The President’s Failed Policies Result in the Slowest Recovery in 70 Years
Today, the Bureau of Economic Data (BEA) released its updated estimates for gross domestic product (GDP) which showed that the economy grew by an anemic 1.3 percent in the second quarter of 2012, down from 2 percent in the year’s first quarter.
Economic growth estimates were significantly lower than previously estimated for the second quarter (1.7 percent) and 1.3 percent growth matches the slowest economic quarter since 2009.
Economic growth has slowed for two consecutive quarters as a result of the president’s failed policies.

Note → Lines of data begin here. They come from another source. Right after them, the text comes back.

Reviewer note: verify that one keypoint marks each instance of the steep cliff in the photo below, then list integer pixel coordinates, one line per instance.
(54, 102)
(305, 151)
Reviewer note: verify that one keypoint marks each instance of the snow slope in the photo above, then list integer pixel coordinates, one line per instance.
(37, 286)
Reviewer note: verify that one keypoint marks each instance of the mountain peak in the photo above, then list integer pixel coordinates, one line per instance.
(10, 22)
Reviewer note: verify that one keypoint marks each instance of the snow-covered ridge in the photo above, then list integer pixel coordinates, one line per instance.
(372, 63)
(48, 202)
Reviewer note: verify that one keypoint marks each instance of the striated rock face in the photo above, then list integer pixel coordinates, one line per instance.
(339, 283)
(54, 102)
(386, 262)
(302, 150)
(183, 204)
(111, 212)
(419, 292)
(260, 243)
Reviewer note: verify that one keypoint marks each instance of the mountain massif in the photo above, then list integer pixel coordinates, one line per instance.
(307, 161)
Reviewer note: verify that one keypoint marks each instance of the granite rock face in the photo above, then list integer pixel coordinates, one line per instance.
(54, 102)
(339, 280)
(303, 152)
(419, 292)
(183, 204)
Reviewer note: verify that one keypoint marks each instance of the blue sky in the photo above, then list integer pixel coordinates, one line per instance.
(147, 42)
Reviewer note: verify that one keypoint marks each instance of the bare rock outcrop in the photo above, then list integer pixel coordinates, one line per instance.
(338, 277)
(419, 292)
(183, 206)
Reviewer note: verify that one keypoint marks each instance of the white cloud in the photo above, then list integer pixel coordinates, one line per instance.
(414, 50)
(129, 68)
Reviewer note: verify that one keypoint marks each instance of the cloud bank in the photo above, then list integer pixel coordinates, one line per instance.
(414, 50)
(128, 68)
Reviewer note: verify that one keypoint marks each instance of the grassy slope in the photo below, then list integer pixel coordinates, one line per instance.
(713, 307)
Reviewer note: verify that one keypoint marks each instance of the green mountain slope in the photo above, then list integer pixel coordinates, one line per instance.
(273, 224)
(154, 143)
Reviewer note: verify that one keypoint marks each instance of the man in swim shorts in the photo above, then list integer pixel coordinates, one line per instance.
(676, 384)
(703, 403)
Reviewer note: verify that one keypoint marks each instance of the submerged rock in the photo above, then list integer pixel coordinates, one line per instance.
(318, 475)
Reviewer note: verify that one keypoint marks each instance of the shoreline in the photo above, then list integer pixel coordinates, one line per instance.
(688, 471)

Under the disastrous economic policies of President Obama, economic growth has never been weaker in a post World War II recovery.
As the Time Magazine pointed out last month when GDP growth was thought to be higher, “Growth at or below 2 percent is not enough to lower the unemployment rate, which was 8.3 percent in July. Most expect the unemployment rate to stay above 8 percent for the rest of this year.”
Sadly, the news of slower growth is consistent with pessimism expressed by small business owners and CEOs just yesterday.
The news of feeble economic growth comes just a week after CBO released a report saying that pending tax increases and arbitrary spending cuts would send the U.S. economy into another economic recession and drive the unemployment rate above 9 percent by the end of 2013. Only House Republicans have acted to stop the next recession while Democrats call for more job-destroying tax increases.
In 2009, after the passage of the Democrats’ failed $1.2 trillion “stimulus,” the president erroneously predicted that GDP growth in 2012 would average 4.6 percent. So far this year, it has averaged 1.6 percent.